In this specific examples, we selected Jan21 as a reference release. Input genomes are all located under ~/mygenomes folder and they all have the same fna file extension. The database directory specified with the --db argument can initially be empty and will be populated with data related to the version of the MetaRefSGB release specified with the --release argument. The working directory specified with the --work-dir argument can also be empty and will be populated while processing the new release.

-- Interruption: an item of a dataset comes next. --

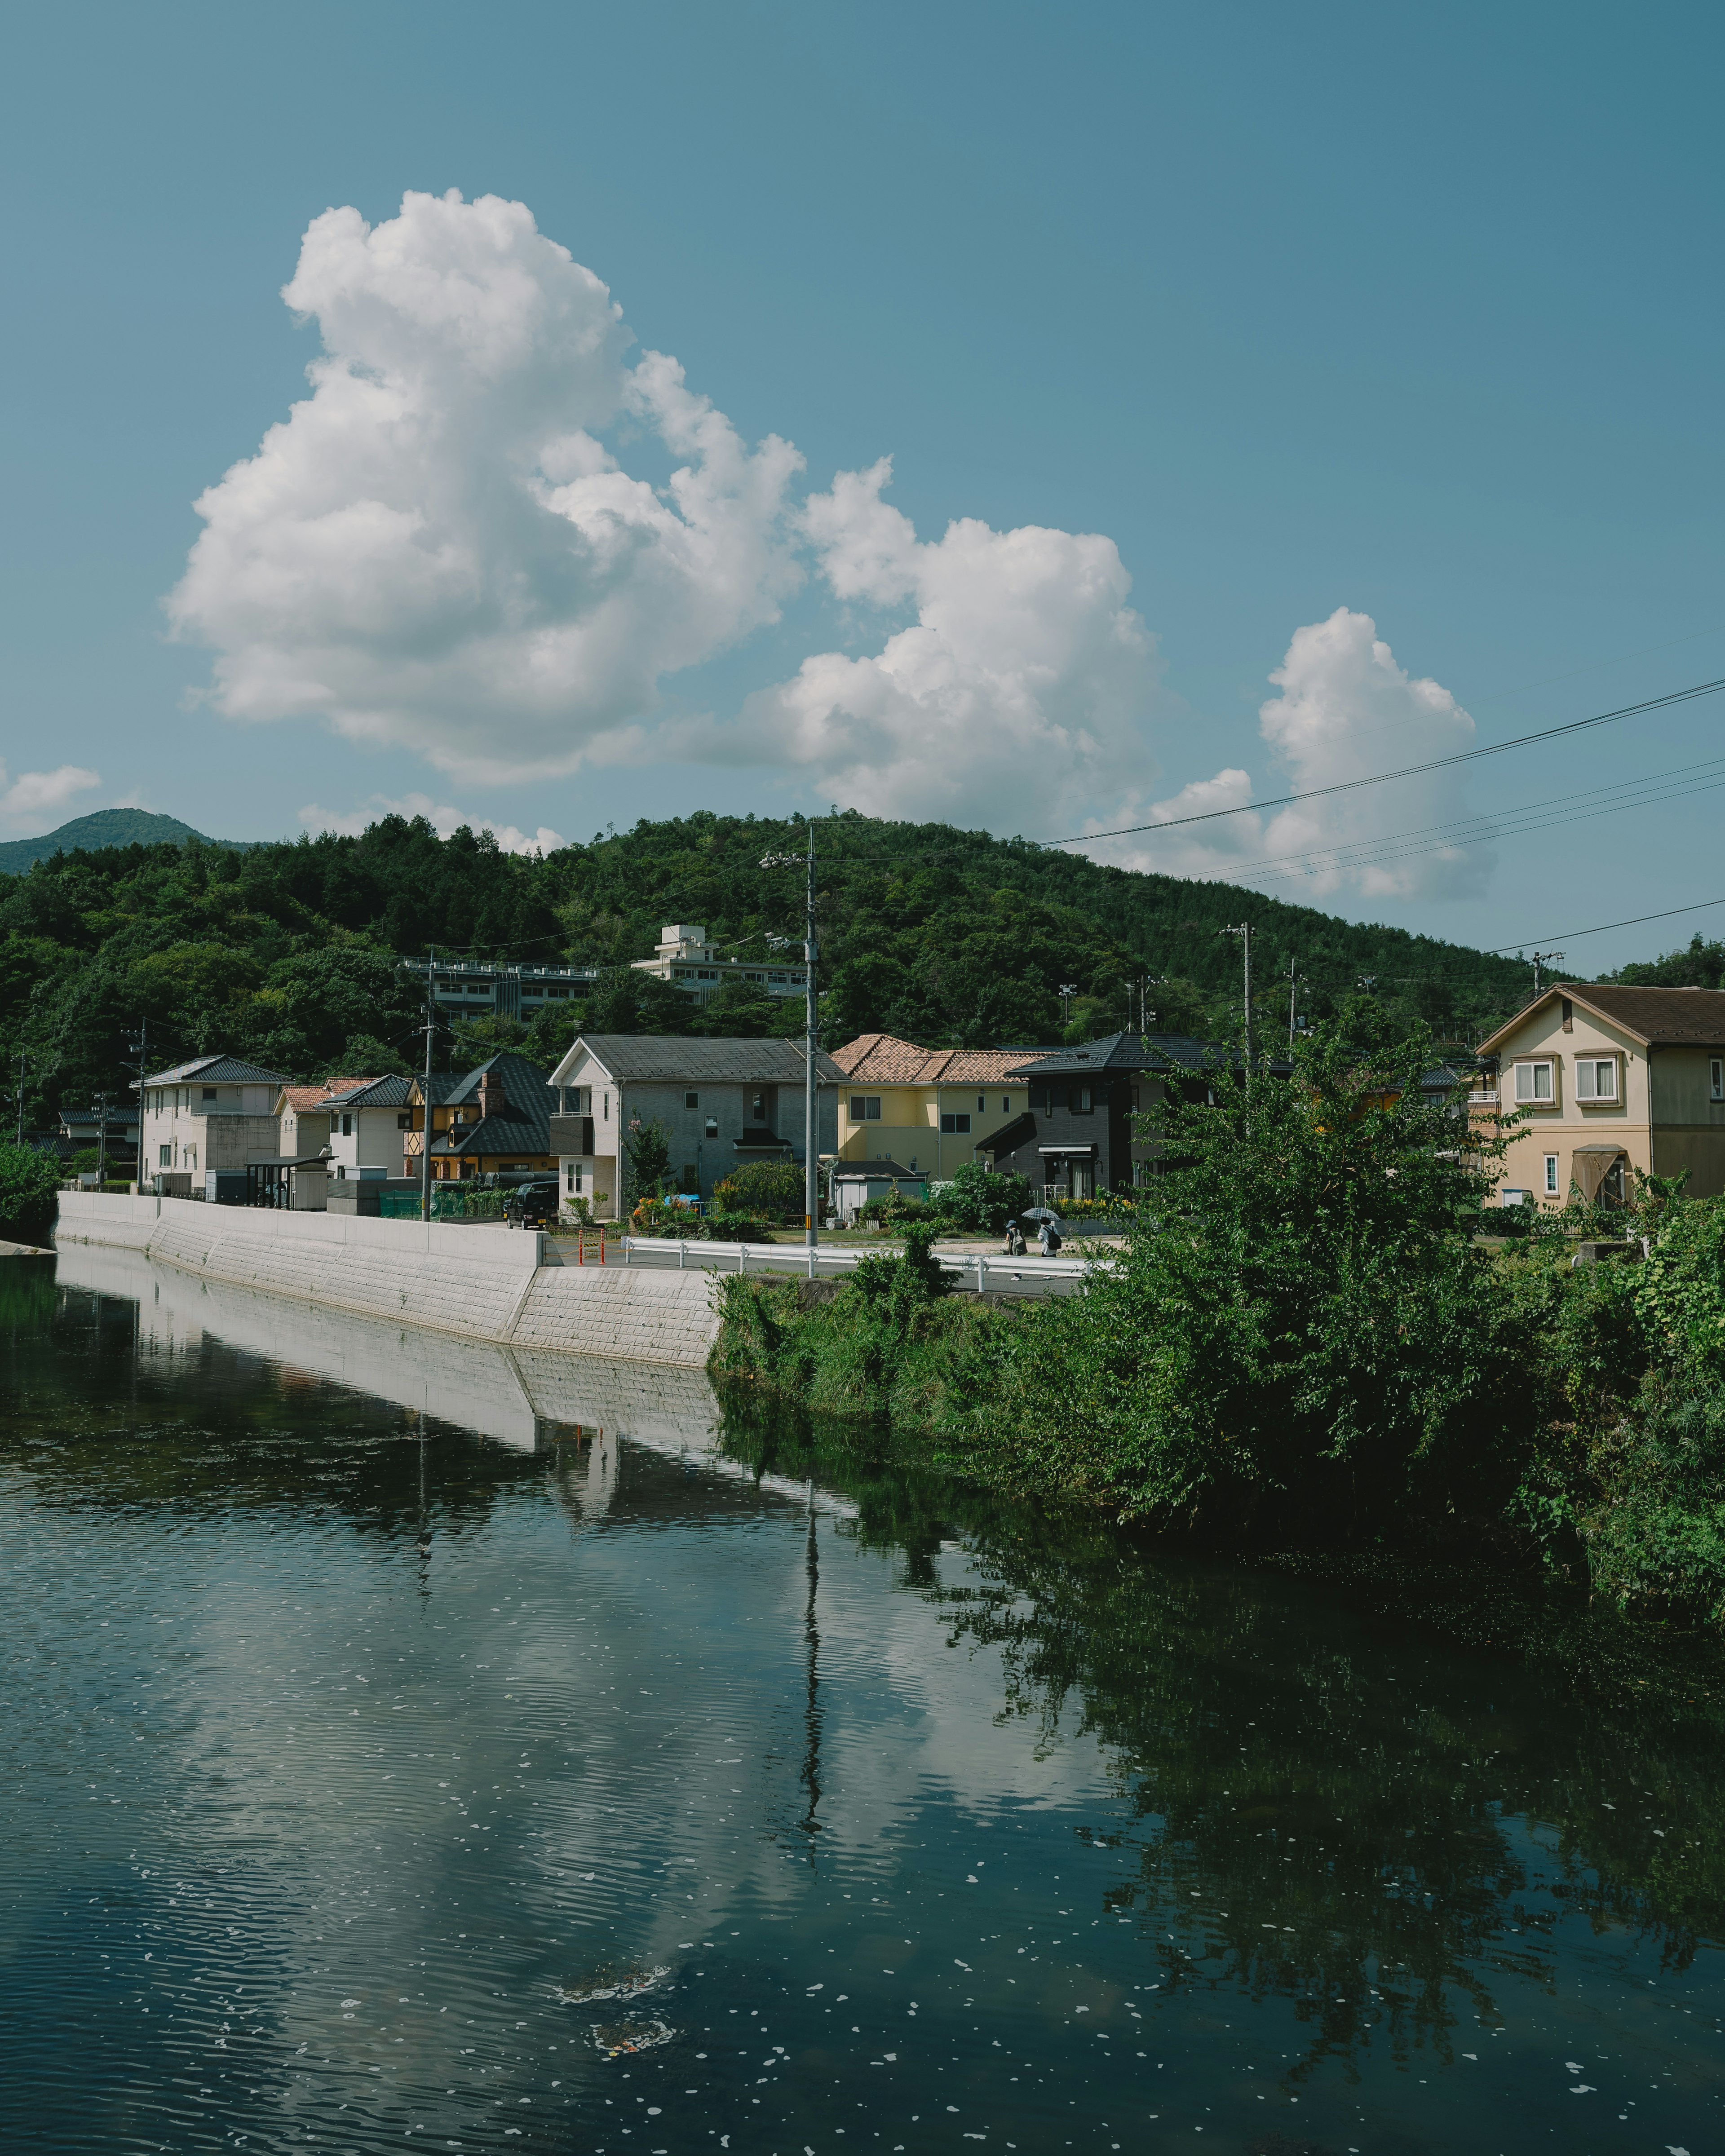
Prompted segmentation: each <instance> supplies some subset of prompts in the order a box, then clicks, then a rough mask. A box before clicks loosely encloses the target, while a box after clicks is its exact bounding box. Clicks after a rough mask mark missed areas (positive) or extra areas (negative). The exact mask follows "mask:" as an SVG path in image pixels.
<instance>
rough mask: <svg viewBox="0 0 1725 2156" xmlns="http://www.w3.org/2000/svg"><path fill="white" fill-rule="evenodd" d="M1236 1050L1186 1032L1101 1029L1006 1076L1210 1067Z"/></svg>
mask: <svg viewBox="0 0 1725 2156" xmlns="http://www.w3.org/2000/svg"><path fill="white" fill-rule="evenodd" d="M1233 1061H1236V1054H1233V1052H1231V1050H1227V1048H1218V1046H1216V1044H1214V1041H1195V1039H1192V1037H1190V1035H1188V1033H1104V1035H1102V1039H1098V1041H1085V1046H1082V1048H1057V1050H1054V1052H1052V1054H1046V1056H1037V1061H1035V1063H1018V1065H1016V1067H1013V1069H1011V1072H1009V1074H1007V1076H1009V1078H1054V1076H1063V1074H1074V1076H1076V1074H1082V1072H1100V1069H1108V1072H1158V1069H1171V1067H1177V1069H1210V1067H1214V1065H1223V1063H1233Z"/></svg>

Note that the --default flag is required in order to set the optional arguments with their default values. However, you can also expand it by explicitly set the optional arguments like in the following example:

MetaRefSGB --work-dir=~/myrelease \
           --label=Test \
           --release=Jan21 \
           --mags=~/MAGs.txt \
           --references=~/genomes.txt \
           --input-dir=~/mygenomes \
           --extension=fna \
           --db=~/db \
           --nproc=8 \
           --xargs-nproc=1 \
           --mash-threhsold=0.001 \
           --checkm-completeness=50.0 \
           --checkm-contamination=5.0

If you want to explicitly change the value of just one of the optional arguments, you can write something like the following line:

MetaRefSGB --work-dir=~/myrelease \
           --label=Test \
           --release=Jan21 \
           --mags=~/MAGs.txt \
           --references=~/genomes.txt \
           --input-dir=~/mygenomes \
           --extension=fna \
           --db=~/db \
           --default \
           --nproc=10

Remember to always use the --default flag in case you want to avoid setting the optional arguments with their default values. Also remember to always put the --default flag before the optional arguments, otherwise it will overwrite the explicitly assigned optional arguments with their default values.


Warning!

Be careful while explicitly set the --xargs-nproc argument. It is used in conjunction with the --nproc argument to extremely parallelise the mash dist operations. In these particular cases, --nproc is used to parallelise the single MASH instance, while --xargs-nproc is used to determine how many MASH processes must be run in parallel. Thus, the total number of instanced processes is equals to --xargs-nproc * --nproc.